Fifth Circuit Addresses a Matter of First Impression
On appeal, the U.S. Court of Appeals for the Fifth Circuit held that section 4712 did not allow the plaintiff to escape the arbitration agreement that he signed. However, the arbitration agreement applied only to the plaintiff’s claims against the employer and not his claims against the VA employee because the VA employee was not a signatory of the arbitration agreement.
Relying on the U.S. Supreme Court’s decision in Compu Credit v. Greenwood, the Fifth Circuit noted that under the Federal Arbitration Act (FAA), courts are obligated to enforce arbitration agreements according to their terms, unless the FAA has been “overridden by a contrary congressional command” that “preclude[s] a waiver of a judicial forum” for the claims at issue.
The Fifth Circuit held that section 4712 creates whistleblower rights that protect employees from retaliation by an employer regarding an employee’s “blowing the whistle on certain government-contracting abuses.” The privilege to request a jury trial included in section 4712, however, is not a “right” or “remedy” created by the statute, but instead, only a means to vindicate a whistleblower’s statutory rights.
The court reasoned that section 4712’s anti-waiver provision applied only to the statutory right to be free from retaliation for blowing the whistle. It did not preclude the waiver of litigating section 4712 disputes in a judicial forum. The court reasoned that Congress must “speak with great clarity when overriding the FAA.” The statute’s granting of a jury trial at the request of either party was not sufficient to establish a contrary congressional command overriding the FAA.
The Fifth Circuit Got It Right Under Compu Credit…but the Case Is Distinguishable
Litigation Section leaders agree that the Fifth Circuit followed the law, but some believe that there is room to distinguish this case from Compu Credit. “The Supreme Court’s recent case law on arbitration has been extremely protective of arbitration agreements, and without a stronger statutory protection of jury trial rights, I think that the court had to uphold the arbitration agreement,” concludes Cassandra B. Robertson, Cleveland, OH, chair of the Appellate Subcommittee of the Section’s Civil Rights Litigation Committee.
“One distinguishing factor that the Fifth Circuit could have latched on to was the language of section 4712’s anti-waiver clause.

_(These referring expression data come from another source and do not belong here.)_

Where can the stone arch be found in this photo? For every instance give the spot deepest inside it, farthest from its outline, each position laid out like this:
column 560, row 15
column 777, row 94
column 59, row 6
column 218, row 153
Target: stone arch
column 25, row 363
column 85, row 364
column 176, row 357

The language of the Compu Credit case anti-waiver clause was not as robust as this one, and it did not specifically reference prospective waivers,” says Dustin Crawford, Atlanta, GA, chair of the Employment Subcommittee of the Section’s Civil Rights Litigation Committee. “It is black letter law that one cannot prospectively waive their right to bring a claim under federal law,” Crawford observes. If section 4712’s anti-waiver provision applied only to a waiver of the substantive right created by the statute—despite the right to request a jury trial included in the statute—the anti-waiver provision would be “superfluous,” according to Crawford.
Public Has an Interest in Disclosure of Misconduct
While the court may have reached the correct legal decision, Section leaders note that the Robertson opinion highlights serious public policy concerns. “This case is a great example of why there would be a strong public interest in disclosure—the underlying allegations that gave rise to the whistleblower allegation are about improper influence in government contracting. If those allegations are true, that’s a waste of taxpayer dollars and the public would have a strong interest in both the disclosure of that misconduct and in remedying it,” explains Robertson.
But, as recent precedent suggests, Congress may have its hands tied with drafting statutes that clearly override the FAA and provide for such disclosure. “If using the words ‘right to sue’ does not create a right to sue, it’s hard to imagine what Congress would have to do to enact an anti-waiver provision that preserves the right to a jury trial,” Crawford poses.